Data from continuous variables are presented as mean value ± standard deviation or median (interquartile range, IQR) in the case of nonparametric distribution. Categorical variables are presented as count with percentage in parentheses. Associations between categorical variables were analyzed using Fisher's exact test. Comparisons of quantitative data across groups were performed with Mann-Whitney/T-test or Kruskal-Wallis/ ANOVA tests depending on the number of groups and the normality of the data. Differences between study groups, e.g., diabetic vs. non-diabetic subjects, regarding the levels of eicosanoids were evaluated by logistic regression, including in the models relevant covariates, namely age, sex, weight, hypertension, hyperlipidemia and diabetes (the latter only in the analysis of associations with eGFR and proteinuria in the entire cohort). One outlier in Figure 2 and two outliers in Figures 4 and 5 were excluded from the figures in order to improve the visibility of the charts. The threshold for outliers was determined by multiplying the IQR by 1.5 and adding the result to the third quartile. Statistical analyses were carried out using IBM SPSS Statistics package v.22 (IBM Corporation, Armonk, NY, USA). A p-value <0.05 was considered statistically significant.
Characteristics of the study population are summarized in Table 1(Tab. 1). The study included 132 patients (95 males) with DKD and 202 non-diabetic subjects (117 males). DKD patients were an average of 10 years older than non-diabetic individuals and had a higher incidence of hypertension and hyperlipidemia (Table 1(Tab. 1)).
20-HETE excretion in urine has been pointed out as a potential indicator of human diseases (Nithipatikom et al., 2006; Minuz et al., 2008), which prompted us to also quantify this AA metabolite in the urine of all the study participants.

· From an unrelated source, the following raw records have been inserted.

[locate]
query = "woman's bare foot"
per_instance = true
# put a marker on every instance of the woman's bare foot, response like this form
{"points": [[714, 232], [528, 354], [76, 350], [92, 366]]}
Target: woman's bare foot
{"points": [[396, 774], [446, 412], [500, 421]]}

The urinary 20-HETE-to-creatinine ratio (20-HETE ng/mg Cr) was measured in subjects with normoalbuminuria (< 30 mg/ 24 h), microalbuminuria (30-300 mg/24 h) and macroalbuminuria (> 300 mg/24 h), which revealed statistically significant differences in the observed ratios across the three groups (p=0.012), with higher values in individuals without proteinuria and lower ratios in those with macroalbuminuria. Median (IQR) values were 5.50 (1.90-10.50), 4.16 (1.74-10.15) and 1.54 (0.62-4.16) ng/mg Cr for the three groups (Figure 2(Fig. 2)). Plasma concentrations of 14,15-DHET or 11,12-DHET did not show a significant association with albuminuria (Supplementary Figure S2excli2021-3408_supplementary_material.pdf).
We also examined the entire study sample to determine whether the eicosanoids of interest were associated with eGFR. Indeed, we observed significant differences in the levels of these mediators between individuals with eGFR < 60 mL/min/1.73 m² and those with higher values. Median (IQR) values of 14,15-DHET and 20-HETE/Cr in patients with high vs. low eGFR were, respectively, 504 (351-672) vs. 398 (267-627) ng/L, p=0.039 and 5.34 (2.14-11.65) vs. 2.25 (0.99-7.51) ng/mg Cr; p=0.007 (Figure 3(Fig. 3)).
The concentrations of 20-HETE in plasma did not show any associations with parameters of renal function (Supplementary Figure 3excli2021-3408_supplementary_material.pdf).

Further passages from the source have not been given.